SBC’s Earnings Tumble 17% on Expenses
SBC Communications Inc. said Wednesday that fourth-quarter earnings fell 17%, pushed down by costs for acquiring AT&T; Wireless and higher severance and pension expenses.
California’s dominant local telephone company earned $754 million, or 23 cents a share, down from $905 million, or 27 cents, in the same period last year. Revenue fell 3% to $10.3 billion.
For the year, SBC’s profit fell 30% to nearly $6 billion, or $1.79 a share, from $8.5 billion, or $2.56 a share. Revenue inched up less than 1% to $40.8 billion.
Analysts weren’t wowed by the results, though shares gained 13 cents to $24.58 on the New York Stock Exchange. Excluding various charges, earnings would have been 34 cents, a penny more than analysts had expected.
SBC fired 6,000 workers last year and will cut 7,000 jobs this year, mostly by eliminating jobs left vacant by those quitting or retiring.
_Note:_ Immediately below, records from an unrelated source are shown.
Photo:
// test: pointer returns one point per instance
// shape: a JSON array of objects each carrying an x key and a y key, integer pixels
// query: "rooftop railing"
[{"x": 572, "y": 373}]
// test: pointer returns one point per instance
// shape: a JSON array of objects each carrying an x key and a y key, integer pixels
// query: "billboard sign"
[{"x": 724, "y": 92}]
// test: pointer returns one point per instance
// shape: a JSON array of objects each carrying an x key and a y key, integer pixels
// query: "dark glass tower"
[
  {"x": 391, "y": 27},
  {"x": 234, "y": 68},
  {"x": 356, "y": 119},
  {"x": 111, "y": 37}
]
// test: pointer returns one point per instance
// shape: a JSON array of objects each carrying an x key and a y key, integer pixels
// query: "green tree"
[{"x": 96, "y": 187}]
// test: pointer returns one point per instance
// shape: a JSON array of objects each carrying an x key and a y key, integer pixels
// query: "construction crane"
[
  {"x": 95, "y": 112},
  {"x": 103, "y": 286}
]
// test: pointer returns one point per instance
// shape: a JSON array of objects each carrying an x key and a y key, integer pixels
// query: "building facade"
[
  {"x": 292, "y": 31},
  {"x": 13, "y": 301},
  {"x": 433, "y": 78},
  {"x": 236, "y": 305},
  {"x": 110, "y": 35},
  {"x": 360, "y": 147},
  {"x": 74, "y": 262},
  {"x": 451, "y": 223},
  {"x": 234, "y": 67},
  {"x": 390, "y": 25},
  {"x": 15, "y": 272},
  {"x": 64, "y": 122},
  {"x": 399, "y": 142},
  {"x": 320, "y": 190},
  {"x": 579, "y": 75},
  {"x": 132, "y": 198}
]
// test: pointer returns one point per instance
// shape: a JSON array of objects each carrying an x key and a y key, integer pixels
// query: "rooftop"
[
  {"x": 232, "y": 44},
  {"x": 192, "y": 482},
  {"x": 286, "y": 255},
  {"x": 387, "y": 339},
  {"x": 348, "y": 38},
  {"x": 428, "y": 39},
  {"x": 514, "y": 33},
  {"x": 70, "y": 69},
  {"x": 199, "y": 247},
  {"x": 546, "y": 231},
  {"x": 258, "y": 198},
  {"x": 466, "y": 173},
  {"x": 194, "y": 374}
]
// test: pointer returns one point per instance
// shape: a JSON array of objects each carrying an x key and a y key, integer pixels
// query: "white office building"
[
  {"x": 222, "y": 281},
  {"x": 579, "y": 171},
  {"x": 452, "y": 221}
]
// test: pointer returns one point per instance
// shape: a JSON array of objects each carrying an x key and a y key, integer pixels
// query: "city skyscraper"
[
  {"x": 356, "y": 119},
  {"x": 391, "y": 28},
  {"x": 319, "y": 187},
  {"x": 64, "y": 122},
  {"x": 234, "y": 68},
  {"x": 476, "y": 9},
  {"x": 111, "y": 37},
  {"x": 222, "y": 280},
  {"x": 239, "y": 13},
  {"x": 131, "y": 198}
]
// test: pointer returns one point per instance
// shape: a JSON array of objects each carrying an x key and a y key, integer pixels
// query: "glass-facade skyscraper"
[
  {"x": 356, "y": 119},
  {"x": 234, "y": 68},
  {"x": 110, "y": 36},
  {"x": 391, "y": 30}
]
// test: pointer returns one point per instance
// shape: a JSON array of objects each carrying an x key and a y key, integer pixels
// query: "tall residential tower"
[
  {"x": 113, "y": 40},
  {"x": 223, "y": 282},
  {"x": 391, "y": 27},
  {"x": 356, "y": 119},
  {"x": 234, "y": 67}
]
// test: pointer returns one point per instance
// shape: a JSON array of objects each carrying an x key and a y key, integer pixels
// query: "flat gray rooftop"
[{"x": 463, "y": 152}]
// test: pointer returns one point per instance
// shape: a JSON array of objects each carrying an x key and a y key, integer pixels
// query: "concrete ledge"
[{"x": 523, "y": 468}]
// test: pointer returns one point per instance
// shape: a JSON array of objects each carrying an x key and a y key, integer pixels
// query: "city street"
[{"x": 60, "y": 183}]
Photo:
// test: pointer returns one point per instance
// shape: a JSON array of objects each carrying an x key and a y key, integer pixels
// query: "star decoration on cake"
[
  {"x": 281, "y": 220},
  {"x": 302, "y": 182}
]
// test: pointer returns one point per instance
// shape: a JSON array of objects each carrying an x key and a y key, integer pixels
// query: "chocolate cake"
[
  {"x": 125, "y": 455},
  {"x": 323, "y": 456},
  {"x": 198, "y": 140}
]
SBC has 163,000 employees; 44,600 in California.
“It’s very clear that over the past year, we’ve taken some important steps,” said Randall Stephenson, chief operating officer of the San Antonio company. Those steps have positioned the company for growth this year, he said.
A key step, he said, was the AT&T; Wireless acquisition in December that made its majority-owned Cingular Wireless the nation’s largest mobile phone carrier. Cingular added 1.75 million customers to its network in the final three months of 2004.
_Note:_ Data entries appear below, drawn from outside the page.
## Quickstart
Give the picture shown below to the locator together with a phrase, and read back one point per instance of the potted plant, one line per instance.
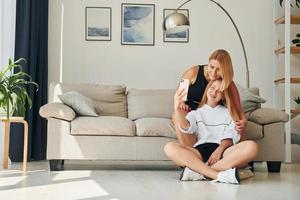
(13, 94)
(296, 41)
(297, 100)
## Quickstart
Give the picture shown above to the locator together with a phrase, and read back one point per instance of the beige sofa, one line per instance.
(135, 125)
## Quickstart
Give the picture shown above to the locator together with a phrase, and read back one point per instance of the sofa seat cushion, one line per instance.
(103, 125)
(155, 127)
(253, 131)
(150, 103)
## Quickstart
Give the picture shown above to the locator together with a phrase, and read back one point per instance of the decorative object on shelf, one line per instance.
(13, 94)
(98, 24)
(297, 3)
(297, 100)
(177, 22)
(137, 24)
(182, 36)
(296, 41)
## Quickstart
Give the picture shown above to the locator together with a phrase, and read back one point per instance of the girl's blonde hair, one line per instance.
(228, 100)
(226, 69)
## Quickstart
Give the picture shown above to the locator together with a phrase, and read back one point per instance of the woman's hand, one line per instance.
(215, 156)
(241, 125)
(185, 107)
(179, 104)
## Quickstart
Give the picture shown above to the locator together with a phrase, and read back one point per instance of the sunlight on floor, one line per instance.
(70, 175)
(84, 189)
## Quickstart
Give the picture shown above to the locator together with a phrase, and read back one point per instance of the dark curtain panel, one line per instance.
(32, 44)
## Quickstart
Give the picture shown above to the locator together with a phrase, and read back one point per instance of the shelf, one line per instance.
(294, 50)
(282, 80)
(295, 19)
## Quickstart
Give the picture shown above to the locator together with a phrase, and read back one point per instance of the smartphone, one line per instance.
(184, 83)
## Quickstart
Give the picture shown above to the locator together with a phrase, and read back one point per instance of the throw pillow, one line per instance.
(249, 100)
(81, 104)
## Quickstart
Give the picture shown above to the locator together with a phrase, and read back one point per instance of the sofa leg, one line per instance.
(274, 166)
(56, 165)
(251, 164)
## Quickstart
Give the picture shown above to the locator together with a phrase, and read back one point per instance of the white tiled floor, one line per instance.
(128, 183)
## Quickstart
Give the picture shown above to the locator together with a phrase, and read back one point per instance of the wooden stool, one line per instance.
(6, 140)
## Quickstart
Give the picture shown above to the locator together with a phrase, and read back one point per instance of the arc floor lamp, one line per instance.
(177, 22)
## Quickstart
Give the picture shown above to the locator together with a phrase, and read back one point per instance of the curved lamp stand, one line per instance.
(177, 22)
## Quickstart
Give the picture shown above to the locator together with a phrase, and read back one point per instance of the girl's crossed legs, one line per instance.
(233, 157)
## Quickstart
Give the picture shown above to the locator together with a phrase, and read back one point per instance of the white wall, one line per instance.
(7, 43)
(160, 66)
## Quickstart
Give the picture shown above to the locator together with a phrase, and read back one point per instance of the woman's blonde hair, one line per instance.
(226, 69)
(228, 100)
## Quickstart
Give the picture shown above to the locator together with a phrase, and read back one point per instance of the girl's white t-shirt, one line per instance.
(211, 125)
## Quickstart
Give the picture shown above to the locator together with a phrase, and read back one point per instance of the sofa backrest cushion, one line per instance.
(109, 100)
(150, 103)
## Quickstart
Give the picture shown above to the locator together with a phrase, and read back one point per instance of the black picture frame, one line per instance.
(182, 37)
(138, 31)
(98, 23)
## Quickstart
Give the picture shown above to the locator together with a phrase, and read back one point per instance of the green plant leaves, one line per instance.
(297, 100)
(13, 88)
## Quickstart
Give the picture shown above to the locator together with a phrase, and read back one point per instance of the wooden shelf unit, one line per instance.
(295, 19)
(282, 80)
(294, 50)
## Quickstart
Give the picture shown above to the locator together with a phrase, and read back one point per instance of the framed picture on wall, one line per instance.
(137, 27)
(176, 37)
(98, 24)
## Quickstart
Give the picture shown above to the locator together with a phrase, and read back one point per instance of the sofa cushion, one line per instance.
(150, 103)
(103, 125)
(155, 127)
(57, 110)
(268, 116)
(81, 104)
(253, 131)
(109, 100)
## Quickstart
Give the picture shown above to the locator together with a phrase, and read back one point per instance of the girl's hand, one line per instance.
(185, 107)
(240, 125)
(178, 100)
(215, 156)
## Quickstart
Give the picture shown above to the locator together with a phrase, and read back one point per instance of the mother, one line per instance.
(219, 66)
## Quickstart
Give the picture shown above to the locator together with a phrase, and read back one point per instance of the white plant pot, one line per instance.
(3, 112)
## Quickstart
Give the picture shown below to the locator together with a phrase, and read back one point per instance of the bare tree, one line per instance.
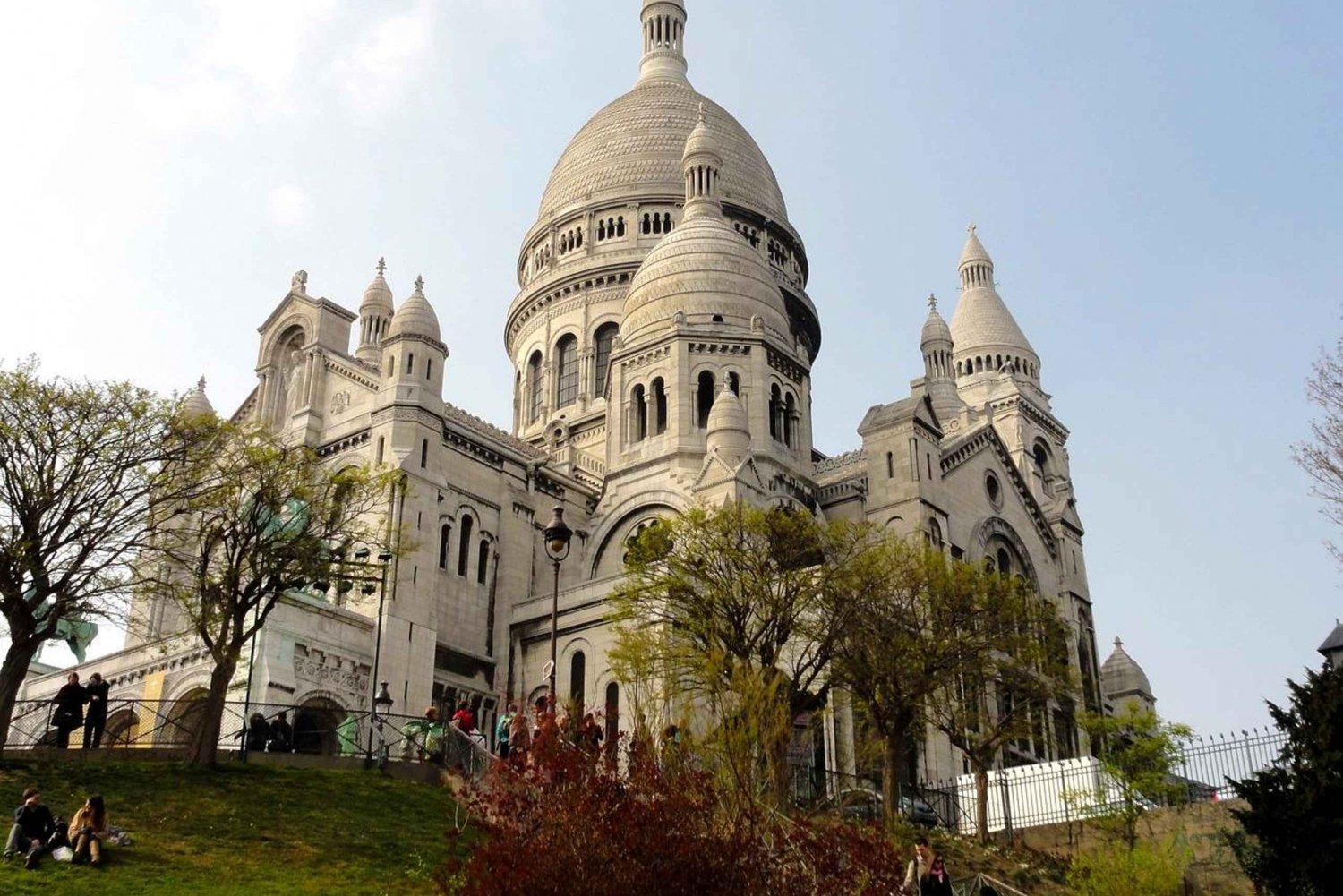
(1323, 457)
(77, 493)
(260, 519)
(1006, 686)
Stephenson said another key step was the end of federal regulations requiring phone network owners to share their lines with rivals at regulated wholesale prices that the owners charged were below their costs.
The change in rules, along with the industry-leading high-speed Internet service and the company’s general effort to bundle services, helped it win more wireline customers back from competitors.
Bundling helped SBC grab more of the long-distance market, adding 165 million customers. Stephenson said the company expected to control 60% of that market in its 13-state region by year’s end. But with prices low, overall wireline revenue rose only 3.6% to $9.3 billion.
“The results are just weak, partly because of all the charges,” said F. Drake Johnstone, an analyst with Davenport & Co. in Richmond, Va.
Daniel Zito, an analyst at Legg Mason Wood Walker Inc. in Baltimore, called the results “mixed,” noting that although the company regained access lines, revenue was soft.
The company looks to Cingular, which it owns with BellSouth Corp., as a major generator of revenue and a way into winning customers among larger corporations.
But Johnstone said Cingular, now with 49.1 million customers, falls short in key measurements compared with Verizon Wireless, a joint venture controlled by Verizon Communications Inc.
Cingular’s average revenue per customer fell 5.8% over the last year and its turnover in customers, though improved, was still 2.6% a month.
The average revenue at Verizon Wireless has risen quarterly and its turnover has been an industry low of about 1.5% per month. Verizon Wireless gained 1.7 million customers for the quarter, giving it a total of 43.8 million customers.
“My recommendation to clients,” Johnstone said, “is that they’re better off owning Verizon with the best-performing wireless operation than owning SBC or BellSouth with a poor-performing wireless operation and trouble putting this merged business together.”